Though she almost became accepting of her terrible loss, my mother seemed anxious in new ways. Still in her mid-fifties, she looked at least a decade and a half younger, men eyeing her on the street—perhaps it was her air of haughtiness or a kind of fleshly indifference that did them in—but in any case, like her sister Cheo, she had turned out to be the kind of Catholic to never remarry, preferring to be reunited with her husband in the afterlife. She never got lonely in that way, though at night, overhearing her speaking aloud and sighing, I’d wish to God that someone else would come along to take care of her.
In the meantime, my mother, without any real marketable skills and still struggling with her English, began to so worry about how we’d manage to survive that she ended up taking classes in typewrit
ing in some kind of downtown agency. (We had gotten hold of an ancient Smith Corona that someone had left behind under a stairwell, and she’d practice on this, for hours at a time, her click-clacking, tentative and never quickening, sounding through the house: I actually found her attempts at mastering a new skill at her age—she’d always seemed old to me, more like an abuela than a mother—rather touching, but though she came home with a “typing certificate” from the agency, her attempts to find a job as a secretary or typist were doomed, I believe, from the start. She just didn’t have it in her, and after a few months of desperate searching, with a few tryouts in outlying offices in the Bronx and Queens, she simply gave up.

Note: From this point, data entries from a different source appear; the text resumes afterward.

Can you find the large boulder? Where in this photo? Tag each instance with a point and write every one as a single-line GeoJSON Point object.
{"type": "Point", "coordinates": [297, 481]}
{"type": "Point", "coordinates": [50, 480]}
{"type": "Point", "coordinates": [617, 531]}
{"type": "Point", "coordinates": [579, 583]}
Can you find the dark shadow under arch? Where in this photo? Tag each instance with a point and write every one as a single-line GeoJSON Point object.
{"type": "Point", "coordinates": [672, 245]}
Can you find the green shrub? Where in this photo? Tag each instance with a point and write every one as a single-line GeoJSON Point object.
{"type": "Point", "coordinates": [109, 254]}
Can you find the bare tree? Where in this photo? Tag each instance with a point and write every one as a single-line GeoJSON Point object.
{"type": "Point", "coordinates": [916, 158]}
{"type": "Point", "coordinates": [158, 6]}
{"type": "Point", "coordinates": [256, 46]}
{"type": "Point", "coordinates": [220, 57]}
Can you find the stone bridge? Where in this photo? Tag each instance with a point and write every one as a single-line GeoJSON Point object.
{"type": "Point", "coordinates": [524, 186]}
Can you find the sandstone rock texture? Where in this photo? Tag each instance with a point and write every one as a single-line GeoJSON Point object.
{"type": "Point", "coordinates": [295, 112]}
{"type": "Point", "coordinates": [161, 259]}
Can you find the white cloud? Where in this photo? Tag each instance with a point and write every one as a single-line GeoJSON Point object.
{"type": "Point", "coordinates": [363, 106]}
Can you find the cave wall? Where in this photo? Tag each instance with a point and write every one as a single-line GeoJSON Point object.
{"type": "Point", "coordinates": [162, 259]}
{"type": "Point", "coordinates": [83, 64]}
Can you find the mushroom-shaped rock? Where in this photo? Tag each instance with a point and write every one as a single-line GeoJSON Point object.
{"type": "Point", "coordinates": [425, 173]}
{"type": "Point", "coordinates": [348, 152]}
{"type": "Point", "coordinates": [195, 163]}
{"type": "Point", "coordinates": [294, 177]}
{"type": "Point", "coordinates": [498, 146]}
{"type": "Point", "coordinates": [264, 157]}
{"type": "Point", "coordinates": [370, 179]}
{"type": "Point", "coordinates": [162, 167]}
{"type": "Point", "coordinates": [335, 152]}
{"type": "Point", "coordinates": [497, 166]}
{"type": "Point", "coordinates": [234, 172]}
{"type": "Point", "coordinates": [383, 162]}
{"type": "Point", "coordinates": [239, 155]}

To save money, she became as frugal as possible. For several years, she hardly ever bought any cuts of meat that were not in fact mostly gristle and bones: frozen turkey legs at a dollar for two, as well as threepound bags of chicken entrails—livers and gizzards and necks—with which she made her own tamped-down versions of arroz con pollo, became our staples.
One of the college students I used to jam with on the steps of Low Library, Steve, a saxophone player who also happened to be a premed student at Columbia, came home with me one evening. After we’d finished playing, driving our patient neighbors crazy, my mother, in a good mood that night, invited him to stay for dinner. However, once he had taken his place at the table, in the seat where my pop had passed evenings (and where, I swear, his ghost still did), and my mother set down before him a plate of yellow rice nicely cooked with tomatoes and peppers, carrots and onions and some garlic, with those chicken necks and gizzards stirred in, he, picking at them as if they were worms, could not bring himself to take a single bite. It was then it first really hit me that, with the absence of my father, no matter what else he might have meant to us, our lives, at least when it came to food, had certainly taken a turn for the worse.